Methods: A systematic literature search revealed 111 publications on this topic. 92 publications were excluded. 19 studies (nine retrospective and 10 prospective) were systematically reviewed. Six studies were eligible to be included in the meta-analysis. Exclusion criteria involved: patients under 18 years, case reports, surgical techniques/ overviews of treatment options and experimental studies on animals/ cadavers, cartilage damage assessed postoperatively, and studies not recording cartilage damage or without clinical follow-up. All studies in the meta analysis evaluated clinical outcomes using FAOS or AOFAS.   

Results: The cumulative sample size was 400 patients (170 with and 230 without CL and/or OCL) for a mean follow-up 23.9 ± 11.56 months. The average age of patients was 44.3 ± 5.5 years. The mean incidence of CL and/or OCL in all studies was 58 ± 25 percent, with frequency ranging from 17 percent to 89 percent. The mean incidence using arthroscopy was 65 percent and 19 percent via MRI.  In five studies, cartilage damage was assessed intra-operatively via arthroscopy and treated via debridement, chondroplasty or microfracture. In one MRI-based study, the preoperatively detected cartilage lesions were not addressed intraoperatively.
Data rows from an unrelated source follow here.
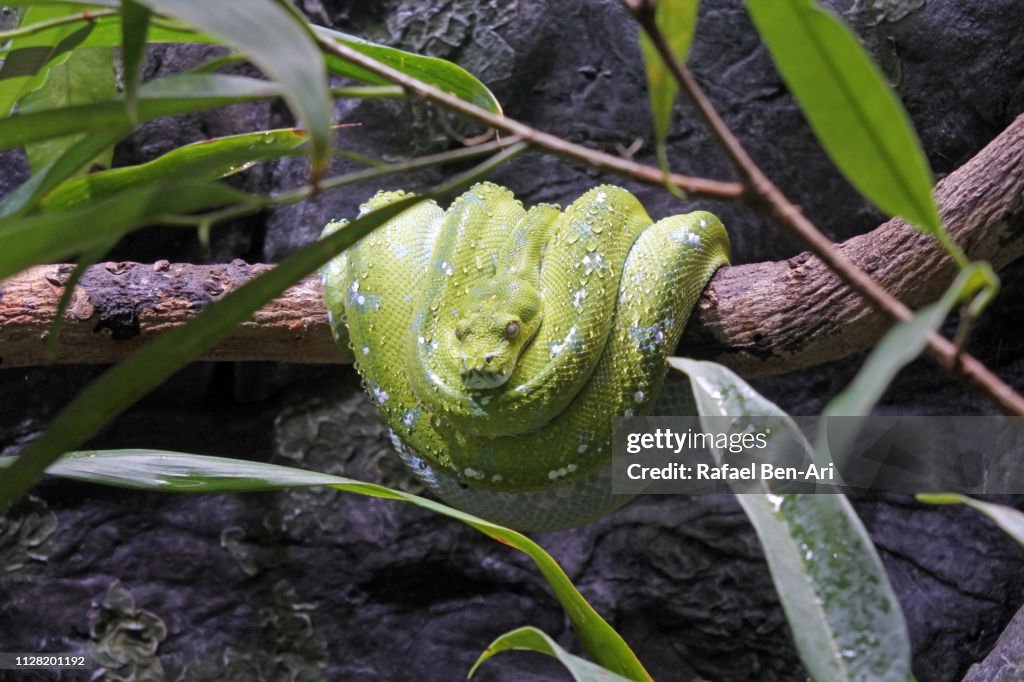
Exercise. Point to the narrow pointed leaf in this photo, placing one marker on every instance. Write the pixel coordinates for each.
(677, 22)
(1008, 518)
(85, 77)
(845, 619)
(168, 96)
(134, 27)
(29, 193)
(55, 237)
(283, 48)
(29, 55)
(531, 639)
(851, 109)
(208, 160)
(122, 385)
(179, 472)
(899, 347)
(439, 73)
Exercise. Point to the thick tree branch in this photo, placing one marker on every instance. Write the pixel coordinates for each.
(759, 318)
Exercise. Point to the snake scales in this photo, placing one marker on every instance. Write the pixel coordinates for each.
(499, 343)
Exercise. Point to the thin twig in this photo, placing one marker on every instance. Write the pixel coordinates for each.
(694, 186)
(758, 190)
(764, 194)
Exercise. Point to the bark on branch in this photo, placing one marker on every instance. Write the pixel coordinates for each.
(759, 318)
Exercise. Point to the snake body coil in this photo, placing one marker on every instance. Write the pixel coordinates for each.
(499, 343)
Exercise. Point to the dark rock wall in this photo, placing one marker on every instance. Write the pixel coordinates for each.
(317, 585)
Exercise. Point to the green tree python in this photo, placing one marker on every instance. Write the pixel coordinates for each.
(500, 342)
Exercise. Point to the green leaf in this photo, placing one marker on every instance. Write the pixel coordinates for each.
(134, 27)
(122, 385)
(283, 48)
(900, 346)
(168, 96)
(439, 73)
(208, 160)
(178, 472)
(845, 619)
(28, 55)
(84, 78)
(29, 193)
(1007, 518)
(677, 23)
(531, 639)
(54, 237)
(850, 107)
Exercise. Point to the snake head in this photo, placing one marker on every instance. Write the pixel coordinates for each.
(498, 328)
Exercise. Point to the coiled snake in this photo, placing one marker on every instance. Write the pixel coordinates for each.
(499, 343)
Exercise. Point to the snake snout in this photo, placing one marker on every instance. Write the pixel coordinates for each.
(482, 374)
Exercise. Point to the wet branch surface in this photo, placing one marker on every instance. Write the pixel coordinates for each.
(757, 318)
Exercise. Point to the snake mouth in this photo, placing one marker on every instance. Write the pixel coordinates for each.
(480, 378)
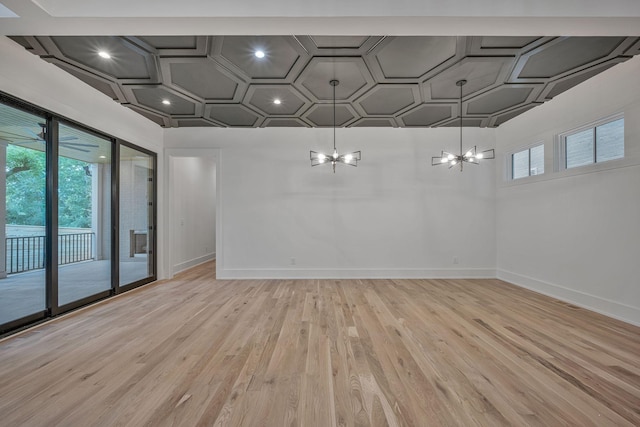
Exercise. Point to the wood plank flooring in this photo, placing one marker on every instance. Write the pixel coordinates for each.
(196, 351)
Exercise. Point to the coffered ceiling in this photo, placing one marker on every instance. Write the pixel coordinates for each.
(400, 81)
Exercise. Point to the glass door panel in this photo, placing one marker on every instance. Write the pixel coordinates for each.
(84, 214)
(136, 215)
(22, 214)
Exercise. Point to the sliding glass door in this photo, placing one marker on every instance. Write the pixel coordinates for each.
(84, 214)
(22, 215)
(137, 207)
(77, 215)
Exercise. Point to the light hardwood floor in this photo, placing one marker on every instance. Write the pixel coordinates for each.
(198, 351)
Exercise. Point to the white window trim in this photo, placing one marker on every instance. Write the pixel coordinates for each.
(560, 147)
(509, 161)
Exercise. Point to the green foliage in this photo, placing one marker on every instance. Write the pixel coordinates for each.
(26, 178)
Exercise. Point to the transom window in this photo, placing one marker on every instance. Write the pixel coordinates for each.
(594, 144)
(527, 162)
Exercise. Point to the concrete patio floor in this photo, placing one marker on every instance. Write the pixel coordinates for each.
(23, 294)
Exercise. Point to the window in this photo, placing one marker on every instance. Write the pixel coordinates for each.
(597, 143)
(527, 162)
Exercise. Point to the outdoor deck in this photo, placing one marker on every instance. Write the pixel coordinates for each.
(24, 293)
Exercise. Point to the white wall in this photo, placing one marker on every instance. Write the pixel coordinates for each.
(193, 204)
(392, 216)
(575, 234)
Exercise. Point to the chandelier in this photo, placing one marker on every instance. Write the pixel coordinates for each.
(470, 156)
(320, 158)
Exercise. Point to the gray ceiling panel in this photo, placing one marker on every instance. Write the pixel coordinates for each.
(566, 54)
(196, 122)
(154, 97)
(389, 100)
(171, 42)
(384, 80)
(234, 115)
(491, 42)
(413, 57)
(340, 42)
(511, 114)
(558, 86)
(162, 120)
(321, 115)
(281, 54)
(378, 123)
(338, 45)
(466, 122)
(498, 100)
(264, 97)
(352, 73)
(289, 122)
(427, 115)
(108, 87)
(480, 73)
(201, 77)
(126, 61)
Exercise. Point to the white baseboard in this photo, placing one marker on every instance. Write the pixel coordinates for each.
(608, 307)
(178, 268)
(355, 273)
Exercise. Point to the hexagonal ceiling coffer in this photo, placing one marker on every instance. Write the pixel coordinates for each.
(560, 85)
(104, 85)
(289, 122)
(282, 55)
(321, 115)
(427, 115)
(193, 122)
(154, 97)
(232, 115)
(413, 57)
(127, 61)
(352, 73)
(565, 54)
(377, 122)
(480, 74)
(276, 100)
(160, 119)
(203, 78)
(466, 122)
(503, 42)
(389, 99)
(501, 98)
(504, 117)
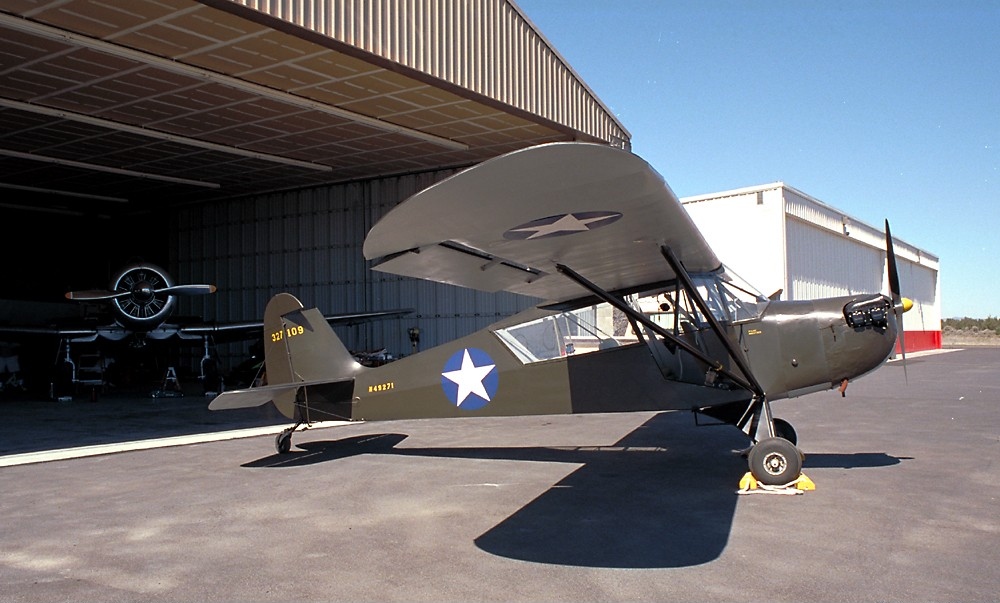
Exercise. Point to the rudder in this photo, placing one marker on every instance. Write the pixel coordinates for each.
(300, 346)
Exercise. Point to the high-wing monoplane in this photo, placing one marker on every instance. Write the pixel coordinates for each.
(141, 299)
(636, 312)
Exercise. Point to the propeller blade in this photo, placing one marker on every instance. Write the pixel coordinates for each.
(893, 271)
(898, 305)
(95, 295)
(187, 290)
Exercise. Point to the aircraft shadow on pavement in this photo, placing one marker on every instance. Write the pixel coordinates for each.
(853, 460)
(663, 496)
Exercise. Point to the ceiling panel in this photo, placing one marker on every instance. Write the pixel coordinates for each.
(127, 107)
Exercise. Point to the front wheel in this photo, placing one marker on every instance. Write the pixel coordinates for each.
(775, 462)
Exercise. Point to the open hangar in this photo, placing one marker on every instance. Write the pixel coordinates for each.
(251, 145)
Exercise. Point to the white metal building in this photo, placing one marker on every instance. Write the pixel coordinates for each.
(777, 237)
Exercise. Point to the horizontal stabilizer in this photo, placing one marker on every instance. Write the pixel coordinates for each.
(318, 393)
The clinical outcome showed slightly higher, however not statistically significant mean AOFAS values in patients without CL and/or OCL. Patients with cartilage lesions had a 3.5-fold higher chance of developing radiographic osteoarthritis (Kannus arthritis score < 90) and a 5-fold higher risk of having an unsatisfying long-term clinical outcome (AOFAS score < 90). Anterior and lateral talar lesions as well as medial malleolar lesions were found to significantly raise the possibility of developing posttraumatic osteoarthritis. 
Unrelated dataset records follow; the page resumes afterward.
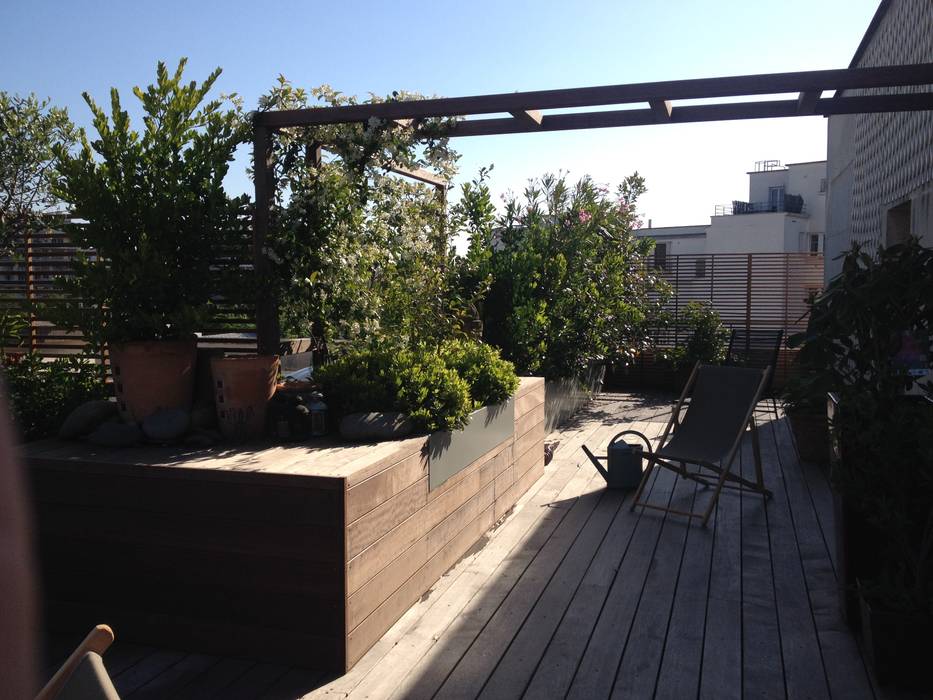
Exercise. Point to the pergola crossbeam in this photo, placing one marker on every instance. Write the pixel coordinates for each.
(661, 110)
(697, 113)
(700, 88)
(807, 101)
(529, 116)
(809, 86)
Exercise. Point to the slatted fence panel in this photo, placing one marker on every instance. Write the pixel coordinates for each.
(748, 290)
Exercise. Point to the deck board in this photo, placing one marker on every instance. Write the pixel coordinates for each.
(574, 595)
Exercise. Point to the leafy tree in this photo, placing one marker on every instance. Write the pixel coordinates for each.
(30, 132)
(708, 337)
(357, 252)
(41, 394)
(156, 211)
(567, 281)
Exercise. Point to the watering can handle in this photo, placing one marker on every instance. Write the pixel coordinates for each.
(632, 432)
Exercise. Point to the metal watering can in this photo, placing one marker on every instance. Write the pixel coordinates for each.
(623, 461)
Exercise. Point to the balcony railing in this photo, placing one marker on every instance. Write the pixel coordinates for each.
(791, 204)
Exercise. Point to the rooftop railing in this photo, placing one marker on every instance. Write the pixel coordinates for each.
(791, 204)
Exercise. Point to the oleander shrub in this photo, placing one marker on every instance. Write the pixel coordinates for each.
(41, 394)
(491, 379)
(384, 377)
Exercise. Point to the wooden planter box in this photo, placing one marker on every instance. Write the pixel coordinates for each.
(302, 554)
(899, 646)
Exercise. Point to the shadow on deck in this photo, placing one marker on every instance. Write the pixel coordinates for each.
(573, 595)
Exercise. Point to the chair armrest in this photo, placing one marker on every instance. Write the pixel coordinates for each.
(98, 640)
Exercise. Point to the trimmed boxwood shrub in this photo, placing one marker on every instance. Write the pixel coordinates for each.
(41, 394)
(414, 381)
(491, 379)
(437, 388)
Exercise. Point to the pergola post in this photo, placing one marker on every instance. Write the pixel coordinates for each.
(268, 337)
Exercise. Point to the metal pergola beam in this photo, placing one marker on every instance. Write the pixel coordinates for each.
(525, 110)
(696, 113)
(701, 88)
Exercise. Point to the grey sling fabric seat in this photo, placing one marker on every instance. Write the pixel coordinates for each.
(710, 432)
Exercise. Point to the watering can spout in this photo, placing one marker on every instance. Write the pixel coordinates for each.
(623, 469)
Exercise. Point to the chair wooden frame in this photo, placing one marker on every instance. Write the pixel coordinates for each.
(722, 476)
(98, 640)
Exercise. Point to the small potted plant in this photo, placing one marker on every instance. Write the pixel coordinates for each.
(869, 336)
(151, 208)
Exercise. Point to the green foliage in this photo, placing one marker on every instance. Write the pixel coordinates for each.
(430, 392)
(491, 379)
(567, 286)
(859, 329)
(156, 211)
(385, 377)
(708, 337)
(30, 132)
(355, 251)
(41, 394)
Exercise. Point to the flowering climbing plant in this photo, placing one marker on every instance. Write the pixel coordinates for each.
(566, 278)
(356, 251)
Conclusions: Researchers found similar values of AOFAS/ FAOS scores regardless of the presence of CL and/ or OCL after ankle fractures. Most of the fractures with concomitant chondral lesions resulted from dislocated fractures with associated syndesmotic disruption. Reconstruction and healing of these anatomic structures should be considered as confounders affecting clinical outcome. Additionally, variability of the results can be attributed to the different diagnostic modalities; as MRI seems to overestimate the size/depth of the lesions. The incidence of CL and/or OCL after ankle fractures is high. However, there is a certain variability of the incidence of these lesions depending on the fracture type and diagnostic modality. More studies with higher sample size and homogeneous assessment methods are warranted to evaluate the clinical outcomes after ankle fractures with CL and/or OCL.